Cut the lung tissue into large pieces. Set aside the large airways (bronchi, BRR) for dissociation separate from remaining lung tissue. To ensure an accurate representation of the sample, cut remaining lung tissue into smaller pieces and combine lung tissue from multiple lobes (=CBL, combined lung lobes, if applicable) before dividing lung tissue into C-tubes.
Make enzyme solutions as follows, and prewarm at 37° C just a few minutes prior to use (to ensure optimal enzyme activity) Temperature37 °C
i)Calculating the total number of C-tubes:
# C-tubes for lung tissue (max 6 g tissue per C-tube): ________
# C-tubes for lung tissue – collagenase only (col only, max 2 g tissue per C-tube): _______
# C-tubes for airway (BRR, max 6 g tissue per C-tube): ________
# C-tubes for spleen (around 2 g tissue per C-tube) (if applicable): ________
# C-tubes for thymus (around 2 g tissue per C-tube) (if applicable): ________
# C-tubes total: ________
ii)Calculating the total volume of digestion cocktail, buffer and enzymes:
Total Volume of Digestion Cocktail (DC) needed = Total # C-tubes ________ x 10 = ________
Digestion Buffer (DB) = Total Volume of DC needed – Vol of dispase
= ___-___ = ____ml DB needed
Enzymes Used Weight Added to Buffer (mg) Volume Added to Buffer (mL) Final Conc. (mg/ml)

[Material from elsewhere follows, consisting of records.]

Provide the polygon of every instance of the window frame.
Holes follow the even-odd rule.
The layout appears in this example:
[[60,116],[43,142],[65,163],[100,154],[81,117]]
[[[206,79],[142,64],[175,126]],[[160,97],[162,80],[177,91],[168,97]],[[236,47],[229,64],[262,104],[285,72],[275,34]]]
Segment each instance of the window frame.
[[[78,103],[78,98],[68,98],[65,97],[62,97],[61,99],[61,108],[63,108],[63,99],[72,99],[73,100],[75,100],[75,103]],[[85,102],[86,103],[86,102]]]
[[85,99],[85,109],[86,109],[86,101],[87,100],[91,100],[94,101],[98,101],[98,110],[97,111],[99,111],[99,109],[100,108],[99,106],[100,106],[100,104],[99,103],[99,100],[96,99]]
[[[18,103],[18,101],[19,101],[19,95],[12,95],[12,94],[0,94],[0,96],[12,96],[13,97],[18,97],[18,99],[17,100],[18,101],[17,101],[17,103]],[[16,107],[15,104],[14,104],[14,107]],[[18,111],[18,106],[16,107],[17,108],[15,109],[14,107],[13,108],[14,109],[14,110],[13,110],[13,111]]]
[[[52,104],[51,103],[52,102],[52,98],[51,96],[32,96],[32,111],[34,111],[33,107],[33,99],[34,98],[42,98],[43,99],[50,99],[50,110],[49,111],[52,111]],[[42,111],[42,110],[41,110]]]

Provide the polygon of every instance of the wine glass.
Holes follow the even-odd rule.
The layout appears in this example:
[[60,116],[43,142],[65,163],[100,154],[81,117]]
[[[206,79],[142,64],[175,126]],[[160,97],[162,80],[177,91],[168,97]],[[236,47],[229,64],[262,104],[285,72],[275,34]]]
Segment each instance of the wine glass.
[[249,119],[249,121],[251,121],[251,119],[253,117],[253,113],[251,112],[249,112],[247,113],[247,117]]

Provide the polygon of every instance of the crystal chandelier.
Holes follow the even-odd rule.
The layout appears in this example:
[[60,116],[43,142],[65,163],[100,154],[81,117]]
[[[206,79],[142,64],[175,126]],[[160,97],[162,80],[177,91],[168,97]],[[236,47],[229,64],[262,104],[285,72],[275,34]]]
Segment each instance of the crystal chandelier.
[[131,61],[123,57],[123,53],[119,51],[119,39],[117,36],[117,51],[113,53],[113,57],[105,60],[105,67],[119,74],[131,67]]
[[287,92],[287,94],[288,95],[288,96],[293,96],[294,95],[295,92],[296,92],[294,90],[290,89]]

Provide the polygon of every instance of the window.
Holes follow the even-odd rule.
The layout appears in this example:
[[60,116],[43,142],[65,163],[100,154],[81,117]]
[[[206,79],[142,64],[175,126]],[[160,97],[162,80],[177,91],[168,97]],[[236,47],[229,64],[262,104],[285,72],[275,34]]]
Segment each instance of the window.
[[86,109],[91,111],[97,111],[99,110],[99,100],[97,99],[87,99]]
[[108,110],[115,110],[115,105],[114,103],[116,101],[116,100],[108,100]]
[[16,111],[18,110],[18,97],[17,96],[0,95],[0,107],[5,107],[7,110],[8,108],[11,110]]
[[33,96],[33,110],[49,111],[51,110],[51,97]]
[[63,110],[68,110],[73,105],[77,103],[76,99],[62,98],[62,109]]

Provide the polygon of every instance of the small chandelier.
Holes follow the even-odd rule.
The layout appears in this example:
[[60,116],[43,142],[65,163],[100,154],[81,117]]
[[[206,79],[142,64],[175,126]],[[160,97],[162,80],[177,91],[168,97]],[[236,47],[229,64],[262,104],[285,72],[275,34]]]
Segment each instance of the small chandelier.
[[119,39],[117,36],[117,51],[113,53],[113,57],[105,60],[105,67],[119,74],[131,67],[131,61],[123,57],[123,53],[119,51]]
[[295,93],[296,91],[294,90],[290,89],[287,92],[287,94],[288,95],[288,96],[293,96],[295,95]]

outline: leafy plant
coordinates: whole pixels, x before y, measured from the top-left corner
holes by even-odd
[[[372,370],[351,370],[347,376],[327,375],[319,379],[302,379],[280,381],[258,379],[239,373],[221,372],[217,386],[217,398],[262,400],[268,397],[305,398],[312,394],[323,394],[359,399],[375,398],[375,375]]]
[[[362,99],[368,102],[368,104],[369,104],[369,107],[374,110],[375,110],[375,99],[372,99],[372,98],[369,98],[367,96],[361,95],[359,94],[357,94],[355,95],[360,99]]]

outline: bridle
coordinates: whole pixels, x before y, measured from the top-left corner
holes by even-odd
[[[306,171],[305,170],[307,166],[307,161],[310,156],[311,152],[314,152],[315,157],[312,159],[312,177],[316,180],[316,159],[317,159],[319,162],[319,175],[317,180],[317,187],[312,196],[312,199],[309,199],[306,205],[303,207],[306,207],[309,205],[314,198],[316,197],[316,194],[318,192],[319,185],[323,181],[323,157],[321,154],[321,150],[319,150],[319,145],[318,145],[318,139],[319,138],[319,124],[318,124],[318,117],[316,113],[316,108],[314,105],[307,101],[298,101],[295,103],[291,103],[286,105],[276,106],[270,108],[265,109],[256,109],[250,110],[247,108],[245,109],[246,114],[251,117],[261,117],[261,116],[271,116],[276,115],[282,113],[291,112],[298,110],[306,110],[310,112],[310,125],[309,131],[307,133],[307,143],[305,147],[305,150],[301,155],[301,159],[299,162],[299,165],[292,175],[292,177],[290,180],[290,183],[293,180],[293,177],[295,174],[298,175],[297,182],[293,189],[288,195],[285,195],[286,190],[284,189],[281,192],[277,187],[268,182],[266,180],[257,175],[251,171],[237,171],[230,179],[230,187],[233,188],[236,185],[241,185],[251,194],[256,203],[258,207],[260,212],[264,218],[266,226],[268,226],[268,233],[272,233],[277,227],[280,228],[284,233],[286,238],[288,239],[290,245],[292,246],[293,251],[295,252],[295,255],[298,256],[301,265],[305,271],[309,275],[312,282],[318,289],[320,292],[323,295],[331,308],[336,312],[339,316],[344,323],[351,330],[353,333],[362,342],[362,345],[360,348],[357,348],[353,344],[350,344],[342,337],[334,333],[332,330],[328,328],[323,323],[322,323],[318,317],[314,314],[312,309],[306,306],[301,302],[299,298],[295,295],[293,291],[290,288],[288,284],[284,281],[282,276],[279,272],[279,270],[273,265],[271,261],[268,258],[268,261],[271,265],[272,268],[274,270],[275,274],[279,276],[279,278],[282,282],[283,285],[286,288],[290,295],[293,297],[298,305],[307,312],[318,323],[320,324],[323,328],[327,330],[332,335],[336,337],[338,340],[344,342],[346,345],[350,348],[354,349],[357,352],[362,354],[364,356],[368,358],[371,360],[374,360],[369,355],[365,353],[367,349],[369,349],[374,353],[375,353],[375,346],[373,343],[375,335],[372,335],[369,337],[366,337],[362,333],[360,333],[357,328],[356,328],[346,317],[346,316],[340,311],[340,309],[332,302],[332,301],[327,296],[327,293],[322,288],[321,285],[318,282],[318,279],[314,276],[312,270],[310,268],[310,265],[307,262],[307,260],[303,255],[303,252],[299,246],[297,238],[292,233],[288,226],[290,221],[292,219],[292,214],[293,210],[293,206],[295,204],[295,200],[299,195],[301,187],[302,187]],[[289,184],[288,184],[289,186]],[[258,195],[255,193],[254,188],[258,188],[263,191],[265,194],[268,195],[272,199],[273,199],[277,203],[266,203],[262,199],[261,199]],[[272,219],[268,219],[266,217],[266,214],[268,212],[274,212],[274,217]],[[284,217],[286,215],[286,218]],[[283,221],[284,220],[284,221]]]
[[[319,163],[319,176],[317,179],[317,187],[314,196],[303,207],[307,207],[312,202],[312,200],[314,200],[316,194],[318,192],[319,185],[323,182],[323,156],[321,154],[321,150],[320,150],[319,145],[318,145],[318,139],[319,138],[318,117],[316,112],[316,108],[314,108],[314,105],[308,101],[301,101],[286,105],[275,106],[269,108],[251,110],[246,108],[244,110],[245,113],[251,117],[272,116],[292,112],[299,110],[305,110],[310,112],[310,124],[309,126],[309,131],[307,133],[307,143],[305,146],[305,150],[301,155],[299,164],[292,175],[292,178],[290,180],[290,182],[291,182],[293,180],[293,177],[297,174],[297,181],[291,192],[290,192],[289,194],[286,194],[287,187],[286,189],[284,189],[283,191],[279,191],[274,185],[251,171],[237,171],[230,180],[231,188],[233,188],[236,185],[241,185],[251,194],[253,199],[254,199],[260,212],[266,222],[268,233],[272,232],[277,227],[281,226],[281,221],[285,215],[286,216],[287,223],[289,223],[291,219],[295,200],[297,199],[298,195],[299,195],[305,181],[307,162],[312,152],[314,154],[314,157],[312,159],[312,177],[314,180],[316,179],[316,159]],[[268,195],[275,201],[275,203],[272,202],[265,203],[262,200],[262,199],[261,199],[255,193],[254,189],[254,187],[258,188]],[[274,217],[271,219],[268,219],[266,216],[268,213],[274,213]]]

Collagenase Total vol. DC x 2 = N/A 2 mg/ml
DNase Total vol. DC x 2 = N/A 2 mg/ml
Elastase Total vol. DC / 2 = N/A 0.5 mg/ml
Dispase N/A Total vol. DC / 5 = 1mg/ml
Re-weigh the lung tissue (CBL) and the airway tissue (BRR) dissociated and record on worksheet (Table 1)
i) CBL weight: ________g
ii) CBL-COL weight: _______g
iii) BRR weight: ________g
Record weight of spleen dissociated, if applicable: (see Table 2)
Record weight of thymus dissociated, if applicable: (see Table 2)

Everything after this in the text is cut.